Here is my review of May-Jun 2015 Coursera offering of Programming Mobile Applications for Android Handheld Systems: Part 2, which is the second course in
Mobile Cloud Computing with Android Specialization. It is ranked 4.4 out of 5 (very good), while I passed with 100% grade.

Technologies and Material. The course dives deep into user interactions with Android, interactions of applications with each other, and handling of sensors.
More specifically, basic Threading, Handlers, AsyncTasks, and Notifications are mixed with Graphics, Gestures, and Multimedia + handling of accelerometer and location sensors.
Programming assignments involve completing Java code. Students are asked to build a fully functional app from scratch for a final project. Unlike for the Part 1, the created app (DailySelfie) is quite meaningful. Course apps are implemented in Eclipse.

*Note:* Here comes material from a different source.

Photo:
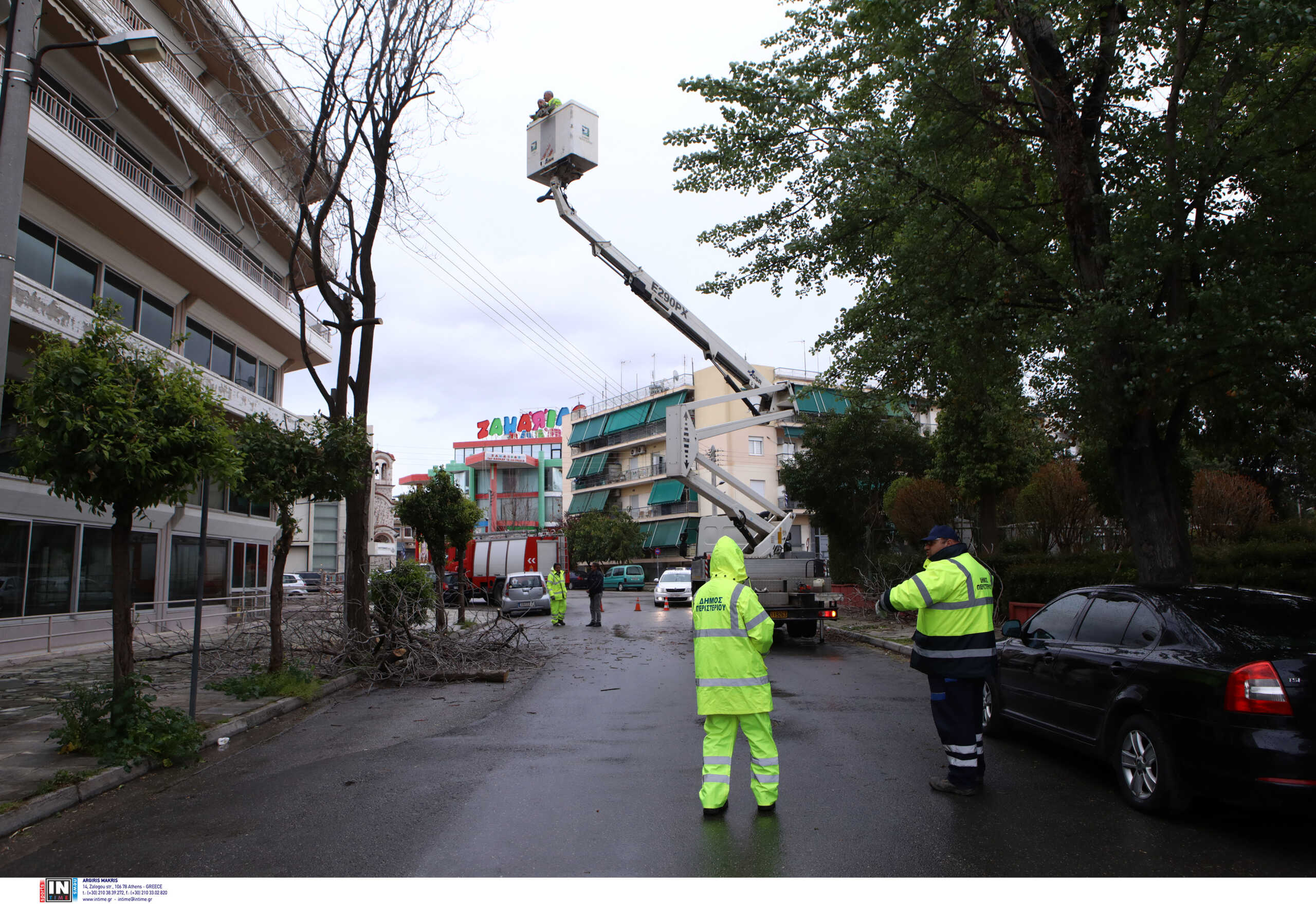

Instructor/lectures. Lectures are very applied, mostly consisting of in-depth discussions of working apps and their source code. Adam Porter supports his brand from Part 1 of the course, being very enthusiastic and very eager to check your knowledge every minute.
The course is a lot of fun. It discusses cutting edge topics of modern applications, especially the ones dealing with retrieval/processing/presentation of data.

Course Review – Programming Mobile Applications for Android Handheld Systems: Part 1 (Adam Porter, UMD)

Here is my review of Mar-May 2015 incarnation on Coursera of Programming Mobile Applications for Android Handheld Systems: Part 1, which is the first course in
Mobile Cloud Computing with Android Specialization. It is ranked 4 out of 5 (good), while I passed with 100% grade.

Technologies: smartphones are taking over the world and most of them run Android. This course teaches Android UI + some backend + some inner workings of the operating system. Programming assignments involve completing Java code, which strongly enforces the learnt concepts. Students are asked to build a fully functional app from scratch for a final project, which brings them up to speed with creating own apps. Course apps are implemented in Eclipse.

Material: The course is aimed at beginners and includes structure of Android platform, main services, structure and inner working of Android applications. The topics include activities, fragments, intents, permissions, and UI classes. Lectures are very applied, mostly consisting of in-depth discussions of working apps and their source code.

Instructor/lectures: Adam Porter is a professor at UMD with decades of experience teaching CS. He is very enthusiastic about the subject, has great articulation and gesticulation. His lectures are extremely clear and precise. However, a huge number of in-lecture quizzes is often counterproductive for learning.